In one embodiment, a “core-flow” process may be used with the embodiments discussed herein to control and manage (e.g. cool) the temperature of the stream of production fluid 35. Core-flow may include the pumping of a greater viscosity liquid through a core that is surrounded by a lesser viscosity liquid. The greater viscosity liquid may include hydrocarbons or other wellbore produced fluids, such as the production fluids 35. The lesser viscosity liquid may include the cooling fluid 15, such as water. The core-flow may be established by injecting the less viscous liquid, such as water, around the greater viscous liquid while it is being pumped through a tubular. For example, water may be injected into the production tubing 30 to form a surrounding cooling layer about the core stream of production fluids 35 while being pumped to the surface. The lesser viscosity fluid may be injected into the production tubing 30 at any location along its length, including, but not limited, to above or below the pump 50 and/or above or below the sealing member 45.
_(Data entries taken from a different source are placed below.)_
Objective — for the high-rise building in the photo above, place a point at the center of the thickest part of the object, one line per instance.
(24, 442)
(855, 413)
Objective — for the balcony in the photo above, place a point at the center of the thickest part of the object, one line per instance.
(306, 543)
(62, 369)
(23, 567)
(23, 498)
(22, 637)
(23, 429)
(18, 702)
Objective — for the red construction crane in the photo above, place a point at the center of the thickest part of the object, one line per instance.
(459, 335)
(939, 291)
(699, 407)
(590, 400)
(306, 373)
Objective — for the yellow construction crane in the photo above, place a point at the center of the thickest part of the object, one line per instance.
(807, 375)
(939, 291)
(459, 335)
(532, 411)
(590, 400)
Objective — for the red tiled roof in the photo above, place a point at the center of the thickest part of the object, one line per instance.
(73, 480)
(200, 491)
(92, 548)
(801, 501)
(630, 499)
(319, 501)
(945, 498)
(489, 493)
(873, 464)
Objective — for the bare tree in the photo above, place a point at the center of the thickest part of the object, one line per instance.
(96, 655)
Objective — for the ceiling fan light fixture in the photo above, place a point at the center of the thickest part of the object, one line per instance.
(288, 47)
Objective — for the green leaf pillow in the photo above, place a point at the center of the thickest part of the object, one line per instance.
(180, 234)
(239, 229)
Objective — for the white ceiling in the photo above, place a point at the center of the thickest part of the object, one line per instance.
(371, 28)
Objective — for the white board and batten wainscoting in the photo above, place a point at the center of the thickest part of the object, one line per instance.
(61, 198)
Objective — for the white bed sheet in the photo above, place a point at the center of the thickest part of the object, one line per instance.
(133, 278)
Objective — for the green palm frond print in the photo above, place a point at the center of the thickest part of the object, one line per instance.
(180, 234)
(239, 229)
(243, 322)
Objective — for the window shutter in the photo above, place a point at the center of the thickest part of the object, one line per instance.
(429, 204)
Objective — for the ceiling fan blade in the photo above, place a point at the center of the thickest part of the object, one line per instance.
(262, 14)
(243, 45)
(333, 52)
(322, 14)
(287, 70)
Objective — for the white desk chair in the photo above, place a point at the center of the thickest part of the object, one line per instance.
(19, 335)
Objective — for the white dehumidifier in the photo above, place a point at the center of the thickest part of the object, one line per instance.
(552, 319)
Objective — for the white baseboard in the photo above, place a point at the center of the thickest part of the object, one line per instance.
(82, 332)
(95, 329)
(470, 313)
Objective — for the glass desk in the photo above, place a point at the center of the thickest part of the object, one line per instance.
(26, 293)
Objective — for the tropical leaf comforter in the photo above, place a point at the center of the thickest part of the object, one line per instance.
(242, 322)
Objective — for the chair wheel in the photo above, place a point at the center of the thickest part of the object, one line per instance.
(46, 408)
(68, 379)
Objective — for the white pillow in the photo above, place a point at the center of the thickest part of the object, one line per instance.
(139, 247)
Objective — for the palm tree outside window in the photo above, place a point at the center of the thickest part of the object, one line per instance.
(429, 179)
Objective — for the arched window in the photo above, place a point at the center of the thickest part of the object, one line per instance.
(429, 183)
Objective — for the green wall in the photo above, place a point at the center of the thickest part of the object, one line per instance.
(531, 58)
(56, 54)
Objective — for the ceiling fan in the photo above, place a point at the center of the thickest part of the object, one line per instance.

In one embodiment, one or more temperature measurement devices, such as thermocouples or other types of sensors, may be disposed at the wellhead 10 and/or at one or more locations along the length of the casing/tubing 26, 28, 30 for measuring and monitoring the wellbore 20 temperatures. In one embodiment, the temperature of the fluids 15, 35 may be measured and monitored as they are flowing into and out of the wellbore 20. The measured temperature data may assist in optimally controlling and maintaining of the wellbore 20 temperatures adjacent the geological formation 22.
Embodiments of the invention may be used for different but similar purpose applications where heat loss from a wellbore needs to be limited. Embodiments of the invention are applicable to both injection wells and production wells installed in an offshore environment from an offshore platform or other floating drilling and producing system. Embodiments of the invention are configurable by altering the layout of the systems for deeper geological formations not extending all the way to the surface.
While the foregoing is directed to embodiments of the invention, other and further embodiments of the invention may be devised without departing from the basic scope thereof, and the scope thereof is determined by the claims that follow.